In this article, we shall briefly look at this condition and how it affects the patient.
What is ankylosing spondylitis?
Ankylosing spondylitis is an inflammatory condition of the spinal column. This inflammation leads to fusion of the vertebra to each other, causing the spine to become bent in a forward direction. The condition is more common in men and usually starts in early adulthood.
What causes ankylosing spondylitis?
Research has shown that ankylosing spondylitis is an inherited condition that has a genetic basis. In particular, a gene called HLA B27 is responsible for the development of this condition.
What are the symptoms?
In the early stages there may not be many symptoms that can aid diagnosis of the condition. However, as the condition progresses, individuals may begin to experience pain and stiffness in the lower back and hips. Typically, the condition affects the lower back and hips but over time can involve the entire spine. Other areas that may be involved are the shoulder joint, cartilage in the front of the chest and the cartilage around the heel.
How is a condition diagnosed?
A diagnosis of ankylosing spondylitis is made with the help of an X-ray of the spine. Typically, the appearance has been described as 'bamboo spine.' The spinal column is arranged like a stick of bamboo.

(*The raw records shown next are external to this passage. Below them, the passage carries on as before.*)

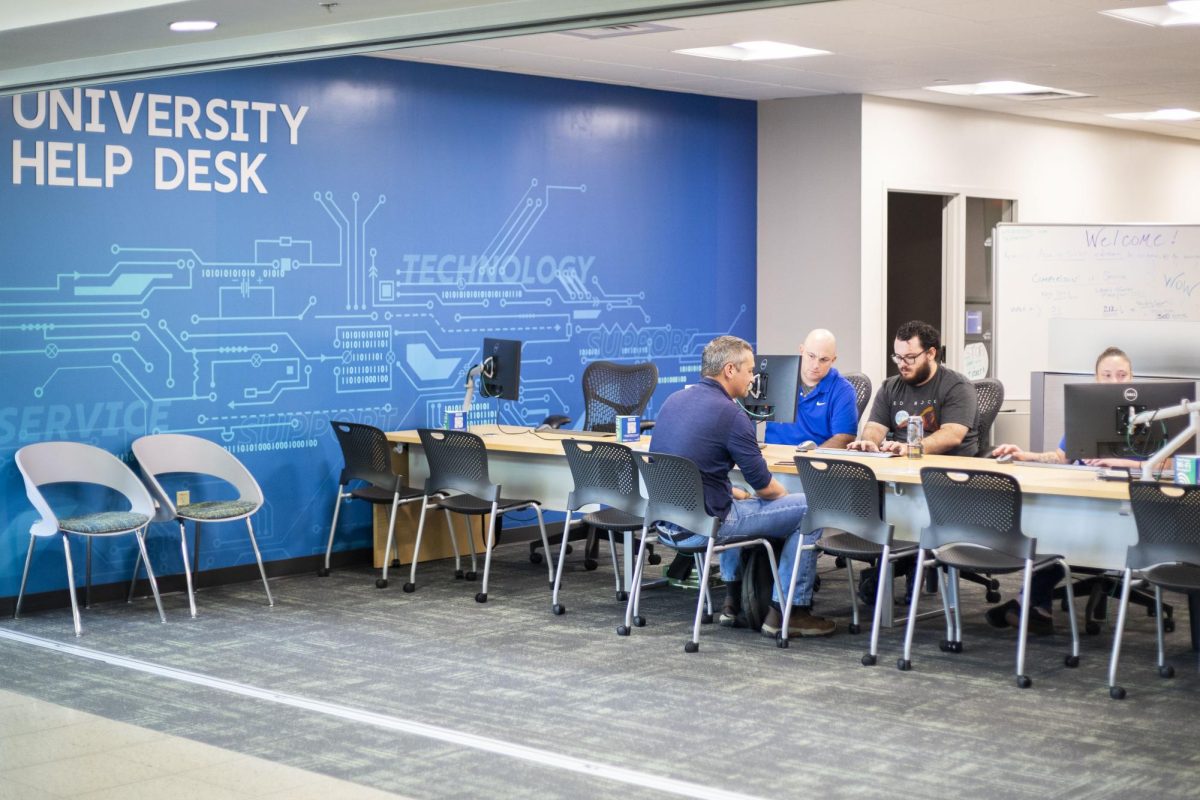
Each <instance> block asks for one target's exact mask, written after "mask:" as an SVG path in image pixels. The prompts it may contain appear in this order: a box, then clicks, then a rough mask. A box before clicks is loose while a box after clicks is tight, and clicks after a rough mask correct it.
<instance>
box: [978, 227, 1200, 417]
mask: <svg viewBox="0 0 1200 800" xmlns="http://www.w3.org/2000/svg"><path fill="white" fill-rule="evenodd" d="M992 253H994V255H992V258H994V260H992V276H994V278H992V279H994V282H995V293H994V295H992V296H994V299H995V313H996V324H995V336H996V343H995V359H996V377H997V378H1000V380H1001V381H1002V383H1003V384H1004V395H1006V397H1007V398H1009V399H1028V398H1030V373H1032V372H1044V371H1046V369H1049V363H1050V360H1051V359H1050V355H1051V353H1052V350H1054V348H1055V347H1056V343H1055V342H1054V341H1052V337H1051V336H1050V320H1051V319H1056V320H1061V319H1079V320H1151V321H1164V323H1170V321H1186V320H1193V321H1200V225H1159V224H1129V225H1121V224H1109V225H1078V224H1058V225H1037V224H1014V223H1002V224H1000V225H997V227H996V235H995V241H994V246H992ZM1169 329H1170V326H1169V325H1164V335H1166V331H1168V330H1169ZM1102 330H1103V327H1102ZM1062 344H1063V343H1057V347H1061V345H1062ZM1075 344H1076V345H1078V343H1075ZM1110 344H1115V345H1117V347H1121V342H1116V341H1098V342H1096V343H1094V347H1093V348H1092V349H1094V351H1096V353H1097V354H1098V353H1099V351H1100V350H1103V349H1104V348H1105V347H1108V345H1110ZM1075 368H1076V369H1078V368H1080V367H1075ZM1090 368H1091V363H1090V362H1088V363H1085V365H1082V369H1085V371H1086V369H1090Z"/></svg>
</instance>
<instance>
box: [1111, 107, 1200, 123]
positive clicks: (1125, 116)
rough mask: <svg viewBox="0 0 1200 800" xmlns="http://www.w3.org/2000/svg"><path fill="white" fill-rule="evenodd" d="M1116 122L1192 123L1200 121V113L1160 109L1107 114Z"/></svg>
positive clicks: (1165, 109)
mask: <svg viewBox="0 0 1200 800" xmlns="http://www.w3.org/2000/svg"><path fill="white" fill-rule="evenodd" d="M1105 116H1111V118H1112V119H1115V120H1141V121H1146V122H1190V121H1192V120H1200V112H1193V110H1189V109H1187V108H1160V109H1158V110H1157V112H1135V113H1132V114H1105Z"/></svg>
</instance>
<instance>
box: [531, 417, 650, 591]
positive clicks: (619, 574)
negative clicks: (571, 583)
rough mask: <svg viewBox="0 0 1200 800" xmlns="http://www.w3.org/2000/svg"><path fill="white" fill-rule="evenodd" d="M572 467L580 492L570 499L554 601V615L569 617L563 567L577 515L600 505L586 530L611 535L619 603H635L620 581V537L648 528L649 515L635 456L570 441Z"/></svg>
mask: <svg viewBox="0 0 1200 800" xmlns="http://www.w3.org/2000/svg"><path fill="white" fill-rule="evenodd" d="M563 451H564V452H565V453H566V463H568V465H570V468H571V479H572V480H574V481H575V488H574V489H572V491H571V493H570V494H569V495H568V498H566V519H564V521H563V536H562V540H560V541H562V547H560V549H559V553H558V569H557V570H556V571H554V593H553V596H552V597H551V610H552V612H553V613H554V614H563V613H565V612H566V607H565V606H563V604H562V603H560V602H558V590H559V588H560V587H562V584H563V563H564V561H565V560H566V549H568V547H566V541H568V531H569V530H570V529H571V517H572V515H574V513H575V512H576V511H578V510H580V509H582V507H583V506H588V505H595V504H599V505H601V506H602V507H601V509H600V510H599V511H593V512H590V513H586V515H583V517H582V522H583V524H584V525H588V527H589V528H590V529H593V530H604V531H607V534H608V553H610V554H611V555H612V571H613V576H614V578H616V582H617V600H622V601H624V600H629V594H628V593H626V591H625V589H624V585H623V584H622V579H620V566H619V565H618V564H617V543H616V541H614V540H613V534H614V533H620V534H623V533H626V531H631V530H640V529H641V528H642V515H643V513H644V512H646V499H644V498H643V497H642V493H641V491H640V488H638V480H637V464H635V463H634V451H632V450H630V449H629V447H626V446H625V445H622V444H617V443H616V441H588V440H582V441H581V440H578V439H566V440H564V441H563Z"/></svg>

During clinical examination, the doctor may attempt to elicit different spinal movements to determine the degree of loss of flexibility associated with ankylosing spondylitis. Other tests may include lung capacity studies. There are no specific laboratory tests that can help diagnose ankylosing spondylitis, though genetic studies have been conducted to determine the presence or absence of the specific gene previously mentioned. It must be kept in mind that the presence of the HLA B27 gene does not necessarily mean that the person has ankylosing spondylitis.
In certain cases, an MRI of the spine can be useful in diagnosis of the condition.
The aim of treatment is to reduce pain and restore mobility. Lifestyle changes such as stopping smoking and weight reduction are recommended. Non-steroidal anti-inflammatory drugs (painkillers) are useful in the early stages. In the event that these drugs do not help reduce pain, more specific agents such as tumor necrosis factor blockers (TNF blockers) may be utilized. These drugs are only administered by an experienced rheumatologist and are not available over-the-counter.
Physiotherapy is another avenue that is often pursued in the management of this condition. Range of motion exercises and stretches are advised to patients with the aim of maintaining normal posture and preventing further deterioration.
Advanced cases that do not respond to medical therapy or physiotherapy may require surgical correction.